The call to prayer woke me up at four each morning this weekend. It was kind of hard to appreciate at the time, but it really was SO pretty. I think the imams are better at singing there than they are in Ifrane, because that was the prettiest call I had heard yet in my time here. The influence of religion in society continues to stun me. I can’t imagine living in an America with so many devout Christians. Of course, there are people all across the board here in terms of being devout and not very serious about their religion, just like you find everywhere. However, it still feels different here, like the amount of devout Muslims is higher here than, say, devout Christians in the US, and that they devout Muslims are generally more dedicated than devout Christians. Again, none of this is meant to be a judgement on any culture, it just seems like passion about religion is more common here. I’ll try to explore this topic more later.

I saw so many lots while on the train on the way there that had the beginning of a house built, meaning about a four foot high wall enclosing a sizable square. I just keep thinking about the book Poor Economics by Abhijit Banerjee and Esther Duflo, which cites slowly building a house as a common form of investment for the global poor. I wonder if these sites are abandoned or not, because most of them usually have trash in them, but they may not be abandoned, they could just be a work in progress. One of the hardest parts of being here is knowing how much money my family has at home. In the US, whenever the topic of money comes up and whether or not you can work your way to being wealthy, I immediately think of my father. He had to work his way through college, and he has worked graveyard and swing shifts to climb his way up over the past 27 years, and he put in everything it takes to achieve the type of salary he has and the lifestyle he’s been able to provide my family with.
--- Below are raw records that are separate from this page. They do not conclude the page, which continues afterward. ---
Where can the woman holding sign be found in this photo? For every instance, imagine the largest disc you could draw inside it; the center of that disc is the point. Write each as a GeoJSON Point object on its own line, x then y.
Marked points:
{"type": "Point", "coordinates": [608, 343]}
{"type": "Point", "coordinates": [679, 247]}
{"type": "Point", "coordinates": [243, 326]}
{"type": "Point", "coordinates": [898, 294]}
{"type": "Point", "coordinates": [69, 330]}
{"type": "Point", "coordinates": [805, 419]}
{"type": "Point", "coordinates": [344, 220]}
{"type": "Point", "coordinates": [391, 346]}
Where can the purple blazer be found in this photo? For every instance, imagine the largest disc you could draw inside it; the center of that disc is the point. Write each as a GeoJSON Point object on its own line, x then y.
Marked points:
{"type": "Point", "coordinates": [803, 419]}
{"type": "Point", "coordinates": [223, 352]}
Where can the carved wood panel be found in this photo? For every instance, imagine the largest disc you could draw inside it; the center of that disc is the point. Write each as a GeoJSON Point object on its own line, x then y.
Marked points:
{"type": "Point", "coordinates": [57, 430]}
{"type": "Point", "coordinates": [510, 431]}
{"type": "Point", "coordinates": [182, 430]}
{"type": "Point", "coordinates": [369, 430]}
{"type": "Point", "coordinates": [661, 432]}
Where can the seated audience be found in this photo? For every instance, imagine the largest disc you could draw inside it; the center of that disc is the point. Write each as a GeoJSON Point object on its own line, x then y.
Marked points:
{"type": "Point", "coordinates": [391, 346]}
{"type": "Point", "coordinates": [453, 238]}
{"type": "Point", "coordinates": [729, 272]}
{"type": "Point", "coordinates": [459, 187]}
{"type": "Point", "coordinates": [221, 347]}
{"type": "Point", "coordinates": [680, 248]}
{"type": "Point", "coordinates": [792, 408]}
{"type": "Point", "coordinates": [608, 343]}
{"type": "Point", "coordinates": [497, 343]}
But now, I’m here, and I see people who put everything into owning their small business, and you just know that this is going to be what the rest of their life looks like. It feels unfair, and I know life is not fair; it is rough and challenging and beautiful all at the same time, but it’s not fair. The book Poor Economics actually completely changed my perspective on things like this. It really is incredible hearing the local people talk from a different perspective than I had entertained before. At dinner Saturday night, one of the men running the guesthouse we stayed at mentioned how Westerners work all the time and just try to earn more and more money instead of making what they need to live and simply enjoying the rest of their life. I certainly see what he means by that, but I also think there is great merit in working hard and being able to have a comfortable lifestyle and retirement. Also, without myself and my parents working hard I wouldn’t be able to be here and learn about this culture and have these great conversations, so I think there are two credible sides to this argument.  Personally, I don’t think there is anything wrong with wanting a comfortable life, but I do see how there can be too much excess for one person.  I think this is just a difference in what different people value.